Magellanic Clouds - Characteristics

Characteristics

The Large Magellanic Cloud and its neighbour and relative, the Small Magellanic Cloud, are conspicuous objects in the southern hemisphere, looking like separated pieces of the Milky Way to the naked eye. Roughly 21° apart in the night sky, the true distance between them is roughly 75,000 light-years. Until the discovery of the Sagittarius Dwarf Elliptical Galaxy in 1994, they were the closest known galaxies to our own. The LMC lies about 160,000 light years away, while the SMC is around 200,000. The LMC is about twice the diameter of the SMC (14,000 ly and 7,000 ly respectively). For comparison, the Milky Way is about 100,000 ly across.

Astronomers have long believed that the Magellanic Clouds have orbited the Milky Way at approximately their current distances, but evidence suggests that it is rare for them to come as close to the Milky Way as they are now. Observation and theoretical evidence suggest that the Magellanic Clouds have both been greatly distorted by tidal interaction with the Milky Way as they travel close to it. Streams of neutral hydrogen connect them to the Milky Way and to each other, and both resemble disrupted barred spiral galaxies. Their gravity has affected the Milky Way as well, distorting the outer parts of the galactic disk.

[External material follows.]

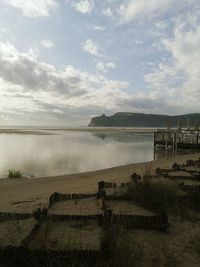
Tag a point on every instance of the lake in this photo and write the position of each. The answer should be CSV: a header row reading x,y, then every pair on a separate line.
x,y
66,152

Aside from their different structure and lower mass, they differ from our Galaxy in two major ways. First, they are gas-rich; a higher fraction of their mass is hydrogen and helium compared to the Milky Way. They are also more metal-poor than the Milky Way; the youngest stars in the LMC and SMC have a metallicity of 0.5 and 0.25 times solar, respectively. Both are noted for their nebulae and young stellar populations, but as in our own Galaxy their stars range from the very young to the very old, indicating a long stellar formation history.(Chaisson and McMillan)

The Large Magellanic Cloud was host galaxy to a supernova (SN 1987A), the brightest observed in over four centuries.

A recent paper referenced in a Discovery Magazine blog suggests that the clouds may be ejected from a collision that formed the Andromeda Galaxy 6 billion years ago. However, this is an unlikely scenario, and many astronomers believe the Magellanic Clouds are natural remnants of the hierarchical process of galaxy formation that formed our Milky Way Galaxy.